Questa fase fu bruscamente interrotta nel 408 a.C. quando Annibale, nipote di Amilcare, decise di vendicare la sconfitta subita dai suoi avi. Dopo aver saccheggiato Selinunte, si diresse infatti verso Himera, non più protetta dall’esercito siracusano. Questa volta i Cartaginesi ebbero la meglio: Himera fu completamente distrutta ed i suoi abitanti trucidati o deportati a Cartagine. Il colpo sferrato dai Punici segnò definitivamente la rovina della città. Qualche anno più tardi, dietro compenso, venne concesso ai deportati di tornare in Sicilia per popolare la Thermae, fondata dai Cartaginesi nel 407 a.C., insieme con altri coloni di origine africana.
Purtroppo la sanguinosa disfatta di Himera, i secoli e l’incuria moderna (ricordiamo che gli scavi sono iniziati solo in tempi relativamente recenti) ci hanno negato un patrimonio artistico di grandissimo valore. Tuttavia, grazie anche agli studi compiuti dal dipartimento di archeologia dell’università di Palermo, è riemerso il tracciato urbanistico della città.
Himera constava di tre rioni. I quartieri sud e nord sorgevano sul pianoro triangolare, dove la parte più settentrionale ospitava l’area sacra (che non comprende, però, il Tempio della Vittoria). A nord-est troviamo le abitazioni del quartiere est e sul lato occidentale della città la necropoli.

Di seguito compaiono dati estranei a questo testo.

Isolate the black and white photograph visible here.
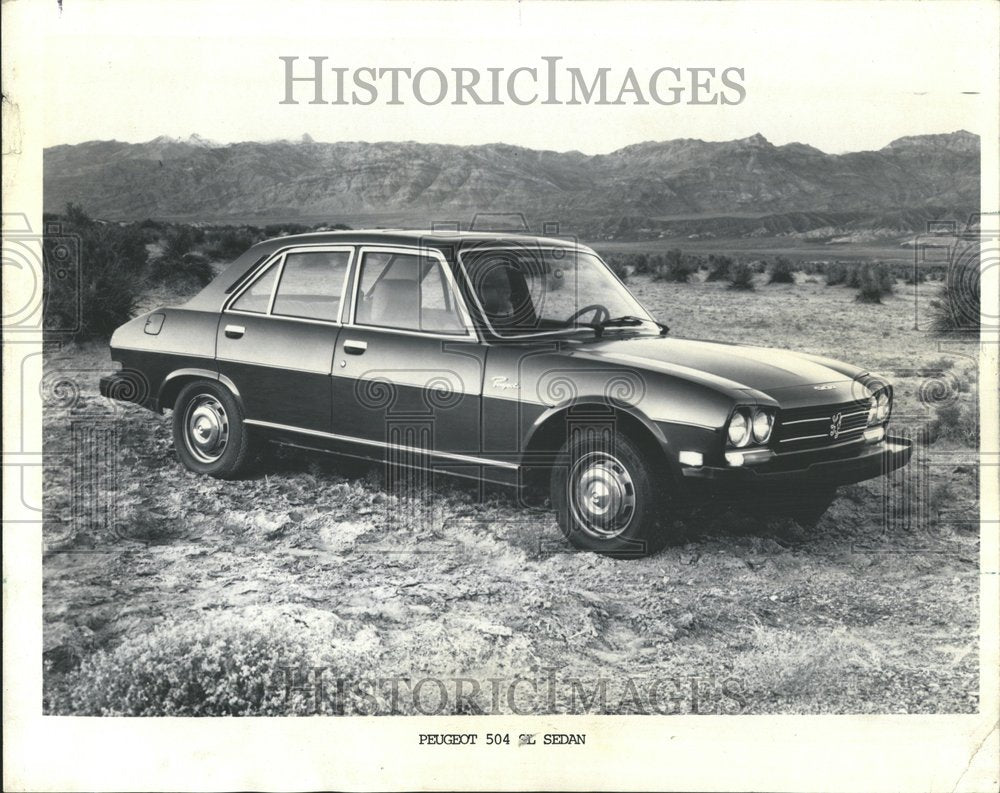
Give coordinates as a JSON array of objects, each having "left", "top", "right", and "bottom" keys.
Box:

Come in altri centri ellenici il canone dell’ortogonalità era strettamente rispettato. La planimetria del reticolato stradale è costituita da una scansione ritmica degli isolati e delle vie, rigorosamente parallele ed equidistanti (circa 32 m.). La mancanza di un incrocio centrale ci fa supporre che piazze ed edifici pubblici si trovassero in zone destinate ad abitazione, senza che però venisse intaccato lo schema del tessuto urbano.
Dell’area sacra, che risultava isolata dalla struttura abitativa della città, gli elementi principali sono quattro templi e un altare.
La parte più consistente dei ritrovamenti è costituita dal tempio della Vittoria che presenta caratteristiche simili a quella dei templi agrigentini, facendo supporre che le maestranze che si occuparono della sua costruzione provenissero da Akragas. Di esso si dice che sia stato costruito nel 480 a.C., proprio sul terreno in cui fu combattuta la battaglia, e che per ciò venne detto anche tempio della Vittoria.
Si tratta di un tempio in stile dorico probabilmente dedicato a Zeus che precede la cella e di un pronao sul retro della cella uguale per forma e dimensione a quello anteriore. Durante gli scavi prospicienti al tempio sono state ritrovate cinquantasei grondaie a forma di testa di leone, probabilmente opera di diversi scultori; altri scavi nel themenos (l’area sacra) hanno fatto emergere un paio di schinieri di bronzo assieme a frammenti di armi ora custoditi presso il Museo Archeologico Regionale di Palermo.
Chi si reca a visitare gli scavi trova un Antiquarium dove sono conservati alcuni dei reperti ritrovati.